Design: Anomaly Detection - Unsupervised Detection at Scale

Reading time: ~22 min | Interview relevance: High | Roles: MLE, MLOps

The Real Interview Moment

"Design an anomaly detection system for a cloud infrastructure platform - detect when servers, services, or networks are behaving abnormally." You describe training an autoencoder on normal data. The interviewer asks: "You have 10,000 time series metrics. Each has different scales, seasonality, and noise levels. Your autoencoder triggers 500 alerts per day but only 10 are real issues. How do you reduce the noise?"
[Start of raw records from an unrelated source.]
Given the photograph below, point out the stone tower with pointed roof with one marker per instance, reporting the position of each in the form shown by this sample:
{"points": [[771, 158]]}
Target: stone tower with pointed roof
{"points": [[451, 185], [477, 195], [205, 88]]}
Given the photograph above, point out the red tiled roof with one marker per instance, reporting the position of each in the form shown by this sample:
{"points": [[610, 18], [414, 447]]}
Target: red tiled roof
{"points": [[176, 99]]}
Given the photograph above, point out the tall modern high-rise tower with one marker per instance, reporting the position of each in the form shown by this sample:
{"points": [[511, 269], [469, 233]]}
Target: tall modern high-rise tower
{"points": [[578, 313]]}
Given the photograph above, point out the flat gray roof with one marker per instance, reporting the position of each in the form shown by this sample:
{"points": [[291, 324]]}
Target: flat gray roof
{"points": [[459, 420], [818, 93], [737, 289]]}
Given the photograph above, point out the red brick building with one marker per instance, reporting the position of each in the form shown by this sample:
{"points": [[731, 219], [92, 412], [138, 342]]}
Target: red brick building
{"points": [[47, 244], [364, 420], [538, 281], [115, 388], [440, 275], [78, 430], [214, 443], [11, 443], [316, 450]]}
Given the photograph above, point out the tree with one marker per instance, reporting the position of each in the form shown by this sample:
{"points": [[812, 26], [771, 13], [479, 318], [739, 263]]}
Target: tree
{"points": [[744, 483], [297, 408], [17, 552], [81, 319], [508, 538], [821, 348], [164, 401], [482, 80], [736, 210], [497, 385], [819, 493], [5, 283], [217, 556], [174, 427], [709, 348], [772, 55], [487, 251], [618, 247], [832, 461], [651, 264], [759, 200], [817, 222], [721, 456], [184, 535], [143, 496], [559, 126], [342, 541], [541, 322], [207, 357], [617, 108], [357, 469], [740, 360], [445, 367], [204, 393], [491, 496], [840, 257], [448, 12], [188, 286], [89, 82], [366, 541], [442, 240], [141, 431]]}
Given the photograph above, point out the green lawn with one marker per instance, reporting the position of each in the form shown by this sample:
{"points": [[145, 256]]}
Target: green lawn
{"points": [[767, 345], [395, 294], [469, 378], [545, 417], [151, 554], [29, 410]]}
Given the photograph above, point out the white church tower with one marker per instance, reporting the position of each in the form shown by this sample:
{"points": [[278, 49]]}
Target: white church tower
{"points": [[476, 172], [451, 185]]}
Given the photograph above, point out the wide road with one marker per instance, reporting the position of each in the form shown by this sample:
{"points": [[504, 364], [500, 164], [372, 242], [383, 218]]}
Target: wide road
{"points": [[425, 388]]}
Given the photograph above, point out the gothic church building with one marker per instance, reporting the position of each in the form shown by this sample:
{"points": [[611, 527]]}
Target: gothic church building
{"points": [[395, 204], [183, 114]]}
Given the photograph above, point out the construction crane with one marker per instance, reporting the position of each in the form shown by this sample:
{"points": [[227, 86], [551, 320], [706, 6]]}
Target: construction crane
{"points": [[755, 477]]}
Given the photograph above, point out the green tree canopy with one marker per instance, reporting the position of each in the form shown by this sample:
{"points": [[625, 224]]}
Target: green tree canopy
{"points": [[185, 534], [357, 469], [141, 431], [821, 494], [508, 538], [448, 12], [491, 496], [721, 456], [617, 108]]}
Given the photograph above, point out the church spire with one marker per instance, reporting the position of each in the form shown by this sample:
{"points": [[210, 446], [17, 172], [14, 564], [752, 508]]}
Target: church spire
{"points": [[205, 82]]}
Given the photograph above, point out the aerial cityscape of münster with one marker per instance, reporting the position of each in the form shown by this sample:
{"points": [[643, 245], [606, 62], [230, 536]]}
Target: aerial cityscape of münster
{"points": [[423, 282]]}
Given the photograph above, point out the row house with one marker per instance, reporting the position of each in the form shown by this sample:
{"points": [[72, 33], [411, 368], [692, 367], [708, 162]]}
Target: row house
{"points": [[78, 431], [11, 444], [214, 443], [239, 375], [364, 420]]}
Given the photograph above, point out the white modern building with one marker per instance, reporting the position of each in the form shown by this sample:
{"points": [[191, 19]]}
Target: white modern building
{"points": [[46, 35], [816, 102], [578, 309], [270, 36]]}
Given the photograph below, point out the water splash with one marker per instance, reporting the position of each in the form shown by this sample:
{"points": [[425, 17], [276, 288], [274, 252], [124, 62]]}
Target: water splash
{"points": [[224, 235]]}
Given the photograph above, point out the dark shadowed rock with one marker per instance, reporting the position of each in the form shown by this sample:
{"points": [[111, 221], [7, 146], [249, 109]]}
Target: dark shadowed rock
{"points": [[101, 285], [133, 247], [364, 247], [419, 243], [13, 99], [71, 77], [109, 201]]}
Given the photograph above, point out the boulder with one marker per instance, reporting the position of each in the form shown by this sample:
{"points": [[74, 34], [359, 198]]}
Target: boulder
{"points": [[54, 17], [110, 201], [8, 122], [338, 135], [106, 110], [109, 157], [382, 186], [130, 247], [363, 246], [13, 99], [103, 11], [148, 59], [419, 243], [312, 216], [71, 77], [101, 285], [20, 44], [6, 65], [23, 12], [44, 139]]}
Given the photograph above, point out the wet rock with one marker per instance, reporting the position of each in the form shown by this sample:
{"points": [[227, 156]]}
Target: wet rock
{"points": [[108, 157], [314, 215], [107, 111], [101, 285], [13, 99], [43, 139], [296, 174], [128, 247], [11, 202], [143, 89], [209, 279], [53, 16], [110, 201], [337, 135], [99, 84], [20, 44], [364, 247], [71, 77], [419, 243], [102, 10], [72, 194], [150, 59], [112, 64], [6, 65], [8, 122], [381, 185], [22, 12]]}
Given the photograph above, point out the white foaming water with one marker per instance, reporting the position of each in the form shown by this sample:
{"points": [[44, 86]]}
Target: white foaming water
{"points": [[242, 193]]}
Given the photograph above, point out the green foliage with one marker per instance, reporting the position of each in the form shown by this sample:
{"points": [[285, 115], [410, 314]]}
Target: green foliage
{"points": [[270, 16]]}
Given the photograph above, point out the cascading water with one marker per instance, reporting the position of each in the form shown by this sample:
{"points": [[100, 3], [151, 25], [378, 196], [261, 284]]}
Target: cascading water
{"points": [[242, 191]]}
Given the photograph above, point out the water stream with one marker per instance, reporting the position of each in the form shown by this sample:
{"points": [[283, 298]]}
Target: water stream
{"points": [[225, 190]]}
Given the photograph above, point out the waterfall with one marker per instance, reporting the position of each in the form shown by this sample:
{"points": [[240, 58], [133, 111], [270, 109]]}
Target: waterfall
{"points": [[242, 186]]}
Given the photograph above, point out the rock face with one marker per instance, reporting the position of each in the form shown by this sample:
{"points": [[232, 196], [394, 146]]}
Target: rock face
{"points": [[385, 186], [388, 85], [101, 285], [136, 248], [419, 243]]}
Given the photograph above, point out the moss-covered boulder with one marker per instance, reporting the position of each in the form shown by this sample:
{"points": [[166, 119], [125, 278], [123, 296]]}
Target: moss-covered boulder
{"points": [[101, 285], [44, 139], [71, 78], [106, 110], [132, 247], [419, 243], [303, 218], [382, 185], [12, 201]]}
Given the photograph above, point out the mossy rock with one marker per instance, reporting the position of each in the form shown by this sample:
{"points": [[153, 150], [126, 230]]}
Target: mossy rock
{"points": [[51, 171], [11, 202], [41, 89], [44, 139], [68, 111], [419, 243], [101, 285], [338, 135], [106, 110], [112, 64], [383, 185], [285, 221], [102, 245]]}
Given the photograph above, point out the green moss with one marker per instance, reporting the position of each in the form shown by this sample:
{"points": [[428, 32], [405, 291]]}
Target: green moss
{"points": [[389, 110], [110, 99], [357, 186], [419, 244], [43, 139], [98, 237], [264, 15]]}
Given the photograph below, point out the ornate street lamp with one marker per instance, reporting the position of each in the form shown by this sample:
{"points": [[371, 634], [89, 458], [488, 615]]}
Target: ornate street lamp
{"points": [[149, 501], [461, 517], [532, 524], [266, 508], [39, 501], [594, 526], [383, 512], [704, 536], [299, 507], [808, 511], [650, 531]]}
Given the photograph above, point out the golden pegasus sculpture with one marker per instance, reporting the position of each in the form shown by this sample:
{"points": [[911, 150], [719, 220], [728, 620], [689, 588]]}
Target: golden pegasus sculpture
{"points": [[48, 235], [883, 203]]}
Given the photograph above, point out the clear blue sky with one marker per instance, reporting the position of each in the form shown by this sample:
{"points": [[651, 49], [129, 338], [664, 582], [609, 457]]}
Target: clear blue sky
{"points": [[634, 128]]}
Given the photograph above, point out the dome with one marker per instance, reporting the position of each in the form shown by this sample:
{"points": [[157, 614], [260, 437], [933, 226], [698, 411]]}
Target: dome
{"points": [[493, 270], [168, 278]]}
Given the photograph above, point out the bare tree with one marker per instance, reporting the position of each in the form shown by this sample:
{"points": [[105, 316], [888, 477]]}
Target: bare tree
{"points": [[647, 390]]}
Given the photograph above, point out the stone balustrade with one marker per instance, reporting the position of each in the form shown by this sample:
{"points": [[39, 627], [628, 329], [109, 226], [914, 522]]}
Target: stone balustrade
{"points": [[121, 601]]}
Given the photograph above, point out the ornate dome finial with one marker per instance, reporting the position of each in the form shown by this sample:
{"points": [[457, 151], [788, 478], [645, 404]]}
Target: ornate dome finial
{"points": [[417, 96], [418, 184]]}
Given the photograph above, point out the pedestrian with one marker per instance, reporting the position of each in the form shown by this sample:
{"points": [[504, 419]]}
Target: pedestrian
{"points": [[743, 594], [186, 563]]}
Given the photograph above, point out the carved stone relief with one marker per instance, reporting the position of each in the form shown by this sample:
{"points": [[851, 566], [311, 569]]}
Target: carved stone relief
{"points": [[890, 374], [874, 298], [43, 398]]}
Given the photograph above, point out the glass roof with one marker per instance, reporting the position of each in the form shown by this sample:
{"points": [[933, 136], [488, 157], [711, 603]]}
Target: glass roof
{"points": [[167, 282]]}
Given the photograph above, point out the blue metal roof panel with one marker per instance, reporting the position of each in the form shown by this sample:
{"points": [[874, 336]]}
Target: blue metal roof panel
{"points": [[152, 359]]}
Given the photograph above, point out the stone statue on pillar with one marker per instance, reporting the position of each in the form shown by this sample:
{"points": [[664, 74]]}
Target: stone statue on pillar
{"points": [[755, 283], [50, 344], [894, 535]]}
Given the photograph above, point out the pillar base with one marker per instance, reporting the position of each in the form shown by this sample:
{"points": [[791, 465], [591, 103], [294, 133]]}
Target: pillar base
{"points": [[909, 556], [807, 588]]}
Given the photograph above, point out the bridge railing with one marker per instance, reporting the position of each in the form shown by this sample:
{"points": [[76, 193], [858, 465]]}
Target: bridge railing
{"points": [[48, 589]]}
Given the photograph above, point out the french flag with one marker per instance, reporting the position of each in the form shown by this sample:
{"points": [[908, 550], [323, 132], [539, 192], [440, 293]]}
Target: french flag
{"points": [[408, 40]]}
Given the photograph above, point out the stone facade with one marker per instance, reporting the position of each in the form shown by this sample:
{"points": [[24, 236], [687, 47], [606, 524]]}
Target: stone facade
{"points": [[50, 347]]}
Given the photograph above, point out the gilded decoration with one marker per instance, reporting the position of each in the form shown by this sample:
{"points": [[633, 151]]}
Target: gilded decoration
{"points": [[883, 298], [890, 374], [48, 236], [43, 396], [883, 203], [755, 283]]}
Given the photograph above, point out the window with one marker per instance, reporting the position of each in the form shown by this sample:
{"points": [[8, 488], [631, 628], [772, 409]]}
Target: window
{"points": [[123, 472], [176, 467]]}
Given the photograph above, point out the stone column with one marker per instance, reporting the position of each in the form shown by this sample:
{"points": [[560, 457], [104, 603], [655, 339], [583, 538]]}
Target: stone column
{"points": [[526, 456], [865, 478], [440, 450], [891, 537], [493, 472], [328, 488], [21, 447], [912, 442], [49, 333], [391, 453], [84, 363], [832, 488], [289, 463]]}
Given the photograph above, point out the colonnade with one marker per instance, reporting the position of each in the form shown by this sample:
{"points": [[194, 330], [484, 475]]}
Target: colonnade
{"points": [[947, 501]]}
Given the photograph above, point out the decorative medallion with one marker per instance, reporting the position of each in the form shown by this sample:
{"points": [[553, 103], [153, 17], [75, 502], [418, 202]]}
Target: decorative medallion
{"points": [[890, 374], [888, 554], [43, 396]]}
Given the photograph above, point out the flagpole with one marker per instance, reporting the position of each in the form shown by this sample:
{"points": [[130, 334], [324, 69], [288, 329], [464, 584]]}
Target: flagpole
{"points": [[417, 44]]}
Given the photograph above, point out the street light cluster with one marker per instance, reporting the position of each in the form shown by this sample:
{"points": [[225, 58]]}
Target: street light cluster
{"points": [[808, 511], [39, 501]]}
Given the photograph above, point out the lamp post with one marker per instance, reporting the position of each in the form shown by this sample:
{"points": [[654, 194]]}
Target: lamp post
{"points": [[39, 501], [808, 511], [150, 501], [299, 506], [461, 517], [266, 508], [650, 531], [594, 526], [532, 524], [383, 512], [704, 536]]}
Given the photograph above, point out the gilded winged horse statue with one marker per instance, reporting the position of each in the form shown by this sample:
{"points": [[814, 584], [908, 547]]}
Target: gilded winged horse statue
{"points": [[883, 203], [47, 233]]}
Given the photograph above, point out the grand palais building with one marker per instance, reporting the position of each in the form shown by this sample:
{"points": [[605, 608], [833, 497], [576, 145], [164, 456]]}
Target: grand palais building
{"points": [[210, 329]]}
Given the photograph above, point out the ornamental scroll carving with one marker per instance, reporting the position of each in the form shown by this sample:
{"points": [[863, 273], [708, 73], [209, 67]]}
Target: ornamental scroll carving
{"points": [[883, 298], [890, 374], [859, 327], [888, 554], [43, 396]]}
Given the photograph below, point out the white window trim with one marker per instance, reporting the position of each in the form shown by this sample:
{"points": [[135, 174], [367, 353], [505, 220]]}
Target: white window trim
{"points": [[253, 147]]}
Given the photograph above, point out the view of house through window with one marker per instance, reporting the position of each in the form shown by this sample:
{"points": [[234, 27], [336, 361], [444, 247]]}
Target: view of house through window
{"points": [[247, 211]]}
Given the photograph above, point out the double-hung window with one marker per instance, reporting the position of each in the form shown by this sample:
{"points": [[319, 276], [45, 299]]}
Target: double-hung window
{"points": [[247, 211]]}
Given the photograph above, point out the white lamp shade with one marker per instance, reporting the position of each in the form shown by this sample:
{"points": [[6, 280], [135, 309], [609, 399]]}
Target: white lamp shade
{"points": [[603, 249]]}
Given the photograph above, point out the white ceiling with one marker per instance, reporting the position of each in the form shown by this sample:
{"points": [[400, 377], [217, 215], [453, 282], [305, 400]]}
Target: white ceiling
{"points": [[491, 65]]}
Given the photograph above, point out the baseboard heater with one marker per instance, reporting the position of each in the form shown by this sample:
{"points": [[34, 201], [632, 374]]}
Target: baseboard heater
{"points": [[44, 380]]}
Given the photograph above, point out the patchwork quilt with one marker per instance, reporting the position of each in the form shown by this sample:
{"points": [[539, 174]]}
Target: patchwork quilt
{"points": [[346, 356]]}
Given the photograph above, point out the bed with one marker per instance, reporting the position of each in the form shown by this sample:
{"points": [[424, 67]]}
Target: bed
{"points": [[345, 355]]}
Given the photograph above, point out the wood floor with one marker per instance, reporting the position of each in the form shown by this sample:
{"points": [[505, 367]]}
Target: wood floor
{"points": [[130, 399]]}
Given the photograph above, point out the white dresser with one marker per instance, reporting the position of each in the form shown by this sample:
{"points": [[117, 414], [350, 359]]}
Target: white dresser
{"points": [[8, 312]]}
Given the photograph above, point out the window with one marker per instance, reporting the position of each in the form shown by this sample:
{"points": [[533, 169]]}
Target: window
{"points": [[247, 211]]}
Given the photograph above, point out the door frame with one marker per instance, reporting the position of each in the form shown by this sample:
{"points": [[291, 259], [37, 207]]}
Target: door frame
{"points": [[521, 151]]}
Anomaly detection is deceptively hard. The ML model is often the easy part - the hard part is making the system operationally useful by reducing false alarms to a level where humans trust and act on the alerts.

What You Will Master

Statistical vs. ML-based anomaly detection methods
Time series anomaly detection with seasonality handling
Unsupervised approaches: isolation forest, autoencoders, clustering
Streaming vs. batch detection trade-offs
Alert fatigue: reducing false positives while maintaining recall
Root cause analysis and alert correlation

The Complete Design

Step 1: Requirements (5 min)

Functional requirements:

Monitor 10,000+ time series metrics (CPU, memory, latency, error rates, throughput)
Detect point anomalies (single spike), contextual anomalies (unusual for time of day), and collective anomalies (series of slightly unusual points)
Alert on-call engineers with context (what's anomalous, potential cause)

Non-functional requirements:

Detection latency: <5 minutes for critical metrics, <1 hour for others
False positive rate: <5% of alerts (trust requirement)
Recall: >90% for incidents that cause user impact
No labeled data available (unsupervised requirement)

Step 2: Problem Formulation (5 min)

ML problem type: Unsupervised anomaly detection on multivariate time series.

Why unsupervised? Labeled anomalies are rare (maybe 50-100 incidents per year) and diverse (each incident is different). You can't train a supervised classifier with so few positives.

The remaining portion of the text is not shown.